Uit psalm 30 is een tussenzang samengesteld die 3 strofen omvat. Strofe 1: vers 2 en 4, strofe 2: vers 5 en 6, strofe 3: vers 11, 12a en 13b.

Opmerkelijk is het volgende. In de eerste lezing (een compilatie uit het boek Wijsheid: 1,13-15;2,23-24) horen we over de Schepper “die toch alles geschapen heeft om te leven……..de mens geschapen voor de onsterfelijkheid”. Met name wordt de aandacht gevestigd op de gezondheid van mensen: “gezond zijn de schepselen der aarde, geen dodelijk vergif wordt in hen gevonden.”

In psalm 30 – een dankpsalm vanwege redding uit de nood – wordt in vers 3 wellicht die nood concreter aangeduid. “Heer, mijn God, ik riep om U en U, U hebt mij genezen”. Het herstel van gezondheid is waar God voor gedankt wordt. Maar juist dit vers wordt in de eerste strofe van de tussenzang weggelaten. Overigens wordt de genezing waarvan in psalm 30, 3 sprake is soms ook opgevat als metafoor: de verhoring van het dringende gebed in nood zou dan worden voorgesteld alsgenezing. 

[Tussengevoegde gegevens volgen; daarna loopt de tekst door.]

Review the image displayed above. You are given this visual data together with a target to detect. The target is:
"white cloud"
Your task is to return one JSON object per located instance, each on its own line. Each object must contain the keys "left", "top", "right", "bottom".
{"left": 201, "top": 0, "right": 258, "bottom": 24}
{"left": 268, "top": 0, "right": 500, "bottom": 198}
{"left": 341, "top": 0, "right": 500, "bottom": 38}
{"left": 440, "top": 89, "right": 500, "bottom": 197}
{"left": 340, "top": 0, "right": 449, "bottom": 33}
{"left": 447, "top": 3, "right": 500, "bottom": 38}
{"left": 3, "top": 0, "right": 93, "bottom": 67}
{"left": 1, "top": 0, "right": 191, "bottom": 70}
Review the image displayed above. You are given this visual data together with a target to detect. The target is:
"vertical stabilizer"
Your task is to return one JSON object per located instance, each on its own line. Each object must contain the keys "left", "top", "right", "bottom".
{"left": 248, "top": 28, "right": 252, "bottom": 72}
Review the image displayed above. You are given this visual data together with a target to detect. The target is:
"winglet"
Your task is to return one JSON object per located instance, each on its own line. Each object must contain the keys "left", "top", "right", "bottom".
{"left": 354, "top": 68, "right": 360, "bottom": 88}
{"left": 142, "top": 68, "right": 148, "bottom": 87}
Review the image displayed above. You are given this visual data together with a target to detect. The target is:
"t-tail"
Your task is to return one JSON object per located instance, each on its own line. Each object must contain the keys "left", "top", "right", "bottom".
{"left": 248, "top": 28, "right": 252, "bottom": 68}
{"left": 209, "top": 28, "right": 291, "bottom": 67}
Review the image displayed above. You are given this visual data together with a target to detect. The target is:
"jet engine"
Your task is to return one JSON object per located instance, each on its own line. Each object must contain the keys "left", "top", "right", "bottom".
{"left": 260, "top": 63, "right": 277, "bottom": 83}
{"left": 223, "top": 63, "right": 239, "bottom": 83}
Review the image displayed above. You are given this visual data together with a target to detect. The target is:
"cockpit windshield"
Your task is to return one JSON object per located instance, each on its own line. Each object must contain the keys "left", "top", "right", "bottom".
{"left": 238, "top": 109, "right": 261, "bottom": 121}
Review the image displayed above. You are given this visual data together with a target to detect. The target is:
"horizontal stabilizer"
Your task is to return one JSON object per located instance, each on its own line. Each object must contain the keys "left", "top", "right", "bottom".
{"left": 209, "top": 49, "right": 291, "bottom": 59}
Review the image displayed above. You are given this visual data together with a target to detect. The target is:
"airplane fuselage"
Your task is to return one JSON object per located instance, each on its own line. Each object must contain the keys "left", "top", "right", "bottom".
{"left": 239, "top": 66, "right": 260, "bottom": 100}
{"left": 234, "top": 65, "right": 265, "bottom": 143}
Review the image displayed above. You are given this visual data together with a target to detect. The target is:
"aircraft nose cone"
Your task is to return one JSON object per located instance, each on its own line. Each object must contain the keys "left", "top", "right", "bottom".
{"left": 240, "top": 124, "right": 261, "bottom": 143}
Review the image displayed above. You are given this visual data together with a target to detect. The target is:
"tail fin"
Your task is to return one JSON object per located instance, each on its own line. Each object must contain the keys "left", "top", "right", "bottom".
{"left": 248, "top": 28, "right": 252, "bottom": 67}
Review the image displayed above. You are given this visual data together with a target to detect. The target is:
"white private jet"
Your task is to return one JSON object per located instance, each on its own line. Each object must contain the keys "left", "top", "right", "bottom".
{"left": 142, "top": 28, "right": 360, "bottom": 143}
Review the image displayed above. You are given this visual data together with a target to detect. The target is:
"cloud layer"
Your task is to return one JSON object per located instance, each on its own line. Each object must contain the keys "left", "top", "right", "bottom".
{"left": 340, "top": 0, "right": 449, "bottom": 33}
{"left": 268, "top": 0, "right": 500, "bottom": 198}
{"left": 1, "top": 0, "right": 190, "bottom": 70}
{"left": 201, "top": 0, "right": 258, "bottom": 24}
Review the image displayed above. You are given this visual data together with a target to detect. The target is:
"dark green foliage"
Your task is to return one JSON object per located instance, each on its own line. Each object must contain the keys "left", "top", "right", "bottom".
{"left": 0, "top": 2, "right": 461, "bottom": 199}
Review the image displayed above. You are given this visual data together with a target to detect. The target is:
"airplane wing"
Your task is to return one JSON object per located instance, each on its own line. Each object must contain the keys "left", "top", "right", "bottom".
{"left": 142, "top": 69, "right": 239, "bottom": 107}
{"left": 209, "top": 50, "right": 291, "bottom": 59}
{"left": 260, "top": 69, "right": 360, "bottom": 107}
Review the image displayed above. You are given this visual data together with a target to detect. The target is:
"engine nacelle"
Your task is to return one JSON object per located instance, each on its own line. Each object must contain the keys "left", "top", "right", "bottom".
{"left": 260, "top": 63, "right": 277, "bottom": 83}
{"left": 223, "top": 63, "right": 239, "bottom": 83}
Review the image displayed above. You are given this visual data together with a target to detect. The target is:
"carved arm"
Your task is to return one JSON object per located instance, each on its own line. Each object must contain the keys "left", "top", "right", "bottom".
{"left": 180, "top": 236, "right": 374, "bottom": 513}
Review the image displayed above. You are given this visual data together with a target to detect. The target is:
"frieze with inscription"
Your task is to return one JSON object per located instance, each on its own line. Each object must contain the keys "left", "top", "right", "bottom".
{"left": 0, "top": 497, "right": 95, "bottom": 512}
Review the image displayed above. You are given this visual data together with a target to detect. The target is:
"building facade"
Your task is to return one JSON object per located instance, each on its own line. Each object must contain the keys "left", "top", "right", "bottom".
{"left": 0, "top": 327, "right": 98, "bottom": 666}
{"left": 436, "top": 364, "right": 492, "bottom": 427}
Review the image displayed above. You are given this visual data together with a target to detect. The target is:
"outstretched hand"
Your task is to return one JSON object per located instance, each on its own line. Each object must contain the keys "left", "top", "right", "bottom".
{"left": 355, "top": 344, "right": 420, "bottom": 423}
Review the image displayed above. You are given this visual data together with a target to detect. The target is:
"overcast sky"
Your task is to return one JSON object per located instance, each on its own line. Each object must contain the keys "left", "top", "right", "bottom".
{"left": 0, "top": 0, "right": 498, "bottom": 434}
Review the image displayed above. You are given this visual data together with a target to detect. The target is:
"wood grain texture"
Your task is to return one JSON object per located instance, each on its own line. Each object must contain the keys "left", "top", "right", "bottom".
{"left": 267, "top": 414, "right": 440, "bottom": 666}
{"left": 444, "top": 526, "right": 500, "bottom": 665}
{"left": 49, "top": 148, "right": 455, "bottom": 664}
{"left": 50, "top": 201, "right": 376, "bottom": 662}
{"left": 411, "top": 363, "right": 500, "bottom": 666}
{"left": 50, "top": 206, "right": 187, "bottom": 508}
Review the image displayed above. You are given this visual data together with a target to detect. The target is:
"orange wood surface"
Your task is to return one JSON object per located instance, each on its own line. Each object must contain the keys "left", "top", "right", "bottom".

Terwijl de bidder in strofe 1 uiting geeft aan zijn wil om de Heer te loven en van die lof ook het persoonsgebonden motief noemt (“bevrijding uit het dodenrijk”), vinden we in strofe 2 diens oproep “aan al zijn vromen” zich bij zijn dank aan te sluiten. Hierbij klinkt het motief meer in algemene zin: “Zijn toorn duurt kort, maar zijn genade levenslang, de avond brengt geween, de ochtend blijdschap”.
In strofe 3 (vers 11,12a en 13b) vinden we kort na elkaar – zonder overgang eigenlijk – 3 gebedsgenres: smeekgebed (“Heer luister en ontferm U over mij, mijn God, sta mij terzijde met uw hulp”), belijdenis van verhoring (“Gij hebt mijn rouwklacht in een vreugdedans veranderd”) en dankzegging (“U zal ik loven, Heer mijn God, in eeuwigheid”).